A wonderful salmon dish to be served with Churchill’s Dry White Port.
For the salmon
4 x 175g/5oz salmon fillets, skin on
olive oil, for brushing
salt and freshly ground black pepper
For the asparagus ‘gazpacho’
250g/9oz asparagus spears, woody ends trimmed
75ml/2½fl oz extra virgin olive oil
50ml/2fl oz sherry vinegar
75g/2½oz good quality white bread, day old
2 cloves garlic, peeled, chopped
½ cucumber, peeled, seeds removed, chopped
1 green chilli, chopped
1 tbsp chopped fresh tarragon
salt and freshly ground black pepper, to taste
125g/4½oz smoked almonds, roughly chopped, to serve
Preheat the oven to 180C/355F/Gas 4.
Heat a griddle pan until smoking. Brush the salmon with the olive oil, season with salt and freshly ground black pepper and griddle for 2-3 minutes on both sides, or until golden-brown all over. Place into the oven to finish cooking for 3-4 more minutes, or until just cooked through.
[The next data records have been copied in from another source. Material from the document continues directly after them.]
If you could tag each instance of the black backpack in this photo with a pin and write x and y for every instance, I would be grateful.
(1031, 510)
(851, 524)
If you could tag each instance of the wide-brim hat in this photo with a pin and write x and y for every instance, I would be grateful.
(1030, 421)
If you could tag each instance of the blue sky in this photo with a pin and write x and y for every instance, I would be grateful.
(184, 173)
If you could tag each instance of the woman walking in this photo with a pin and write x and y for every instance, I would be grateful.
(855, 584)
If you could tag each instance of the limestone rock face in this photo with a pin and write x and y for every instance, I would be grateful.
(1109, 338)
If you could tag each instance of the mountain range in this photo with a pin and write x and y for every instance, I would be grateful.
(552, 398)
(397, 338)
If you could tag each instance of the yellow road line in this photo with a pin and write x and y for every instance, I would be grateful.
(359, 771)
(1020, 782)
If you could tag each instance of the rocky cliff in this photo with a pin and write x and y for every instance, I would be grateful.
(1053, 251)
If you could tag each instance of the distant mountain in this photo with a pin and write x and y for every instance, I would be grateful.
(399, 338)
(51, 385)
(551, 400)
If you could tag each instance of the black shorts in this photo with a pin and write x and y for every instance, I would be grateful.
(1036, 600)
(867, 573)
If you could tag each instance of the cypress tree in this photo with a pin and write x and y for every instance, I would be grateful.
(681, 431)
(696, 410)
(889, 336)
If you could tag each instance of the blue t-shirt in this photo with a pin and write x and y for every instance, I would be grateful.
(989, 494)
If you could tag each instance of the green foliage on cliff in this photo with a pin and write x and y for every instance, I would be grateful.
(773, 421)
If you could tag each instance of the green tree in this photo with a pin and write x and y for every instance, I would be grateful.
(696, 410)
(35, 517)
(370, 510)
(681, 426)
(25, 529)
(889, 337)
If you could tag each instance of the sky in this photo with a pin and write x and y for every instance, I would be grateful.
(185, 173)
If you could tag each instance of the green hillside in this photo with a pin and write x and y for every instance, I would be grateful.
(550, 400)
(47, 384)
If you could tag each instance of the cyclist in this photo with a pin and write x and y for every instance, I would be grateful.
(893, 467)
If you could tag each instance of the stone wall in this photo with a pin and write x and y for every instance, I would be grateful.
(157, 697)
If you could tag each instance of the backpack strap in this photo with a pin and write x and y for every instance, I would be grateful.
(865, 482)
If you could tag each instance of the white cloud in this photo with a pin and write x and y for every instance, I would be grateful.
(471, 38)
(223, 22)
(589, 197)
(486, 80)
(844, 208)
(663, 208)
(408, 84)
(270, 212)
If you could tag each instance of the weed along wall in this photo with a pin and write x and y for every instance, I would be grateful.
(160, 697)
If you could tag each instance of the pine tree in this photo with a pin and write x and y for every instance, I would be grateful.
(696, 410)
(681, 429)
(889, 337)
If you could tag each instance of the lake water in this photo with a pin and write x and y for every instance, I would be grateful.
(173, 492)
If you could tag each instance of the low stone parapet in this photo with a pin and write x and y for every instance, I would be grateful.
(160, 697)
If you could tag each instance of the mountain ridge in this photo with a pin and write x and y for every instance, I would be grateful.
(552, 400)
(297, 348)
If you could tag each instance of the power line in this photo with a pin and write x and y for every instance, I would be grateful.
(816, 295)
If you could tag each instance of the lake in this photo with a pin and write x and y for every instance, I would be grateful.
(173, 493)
For the gazpacho, cut off the tips of the asparagus spears and blanch in a pan of boiling water for one minute, then drain and refresh in iced water. Set aside.
Boil the asparagus stems in a pan of boiling water for 8-10 minutes, or until very soft. Allow to cool in the liquid.
Mix the extra virgin olive oil, sherry vinegar, bread and garlic together in a large bowl and set aside for ten minutes.
Transfer the bread mixture to a food processor along with the asparagus stems, cucumber, chilli and tarragon and blend until smooth. Add enough of the asparagus cooking liquid to thin out the gazpacho to your desired consistency, and blend again. Season, to taste, with salt and freshly ground black pepper.
To serve, ladle the gazpacho into four serving bowls and gently place a salmon fillet on top of each. Scatter over the chopped smoked almonds and asparagus tips and serve.